Er ging nicht weiter auf ihre Frage ein und nickte nur. "Ja, ich kenne ne Menge Leute auf Bazaar. Bin hier fast zuhause." Er lächelte, ein offenes, ehrliches Lächeln.
"Das sieht nicht gut aus", sagte er in Richtung ihrer blutenden Hüfte deutend, während er nach dem Seesack griff und ihn über die Schulter gleiten ließ. "Sollte sich jemand ansehen. Vielleicht erledigen wir das, bevor wir zu der Bar gehen..."
Er setzte sich in Bewegung und lud die beiden mit einer vagen Handbewegung Richtung Schott ein, ihm zu folgen.
"Eine Schiffsführung?" Ein neugieriges Leuchten erschien in seinen Augen, während seine hellen Brauen ein ganzes Stück nach oben rutschten. "Eigenes Schiff?" Wahrscheinlich so ne schwerfällige Li Halan-Kiste.

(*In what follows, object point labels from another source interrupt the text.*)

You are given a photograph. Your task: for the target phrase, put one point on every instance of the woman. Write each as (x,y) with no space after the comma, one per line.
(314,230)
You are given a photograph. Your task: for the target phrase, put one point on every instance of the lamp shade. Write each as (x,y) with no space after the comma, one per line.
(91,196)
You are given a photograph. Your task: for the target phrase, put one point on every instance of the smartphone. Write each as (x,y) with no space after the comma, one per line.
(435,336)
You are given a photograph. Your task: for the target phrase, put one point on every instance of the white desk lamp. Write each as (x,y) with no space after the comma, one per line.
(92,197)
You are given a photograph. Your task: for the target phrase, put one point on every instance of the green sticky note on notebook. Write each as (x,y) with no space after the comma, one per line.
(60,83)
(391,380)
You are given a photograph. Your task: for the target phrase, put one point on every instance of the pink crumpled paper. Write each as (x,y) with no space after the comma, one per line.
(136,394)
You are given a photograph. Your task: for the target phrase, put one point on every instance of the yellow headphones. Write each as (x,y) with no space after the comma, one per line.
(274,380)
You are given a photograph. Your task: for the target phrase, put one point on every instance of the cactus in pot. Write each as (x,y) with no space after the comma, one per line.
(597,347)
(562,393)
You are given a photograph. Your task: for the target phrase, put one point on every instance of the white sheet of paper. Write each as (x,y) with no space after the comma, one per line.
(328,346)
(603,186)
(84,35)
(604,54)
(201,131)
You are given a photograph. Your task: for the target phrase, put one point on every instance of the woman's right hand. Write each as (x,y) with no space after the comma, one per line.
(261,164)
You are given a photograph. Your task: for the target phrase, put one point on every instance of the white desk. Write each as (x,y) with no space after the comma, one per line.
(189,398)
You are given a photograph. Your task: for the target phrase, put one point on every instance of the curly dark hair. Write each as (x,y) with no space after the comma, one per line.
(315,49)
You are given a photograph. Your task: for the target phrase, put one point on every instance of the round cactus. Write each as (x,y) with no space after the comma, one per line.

Er blickte kurz zu dem jungen Asiaten, achtete aber darauf, ihn nicht zu lange anzusehen. Manche Adligen mochten das nicht, es schadete der Unantastbarkeit, wenn das einfache Volk sich ein zu klares Bild von ihnen machte. Vermutlich eher seines. "Na ja, warum nicht, Commander. Ich hab noch nichts vor, heute." Er grinste. "Außer der Stationssicherheit unter die Arme zu greifen, selbstverständlich. Aber Drink hört sich auch gut an."
Sie verließen den Gang, mischten sich unter den Menschenstrom, der die Arkaden bevölkerte und steuerten in Richtung der Neonreklamen, die über den Bars um die Wette flackerten. Jack hielt einen Moment inne und blickte den Commander an. "Ah, wie sieht's aus, sollen wir zuerst zu 'nem Arzt?"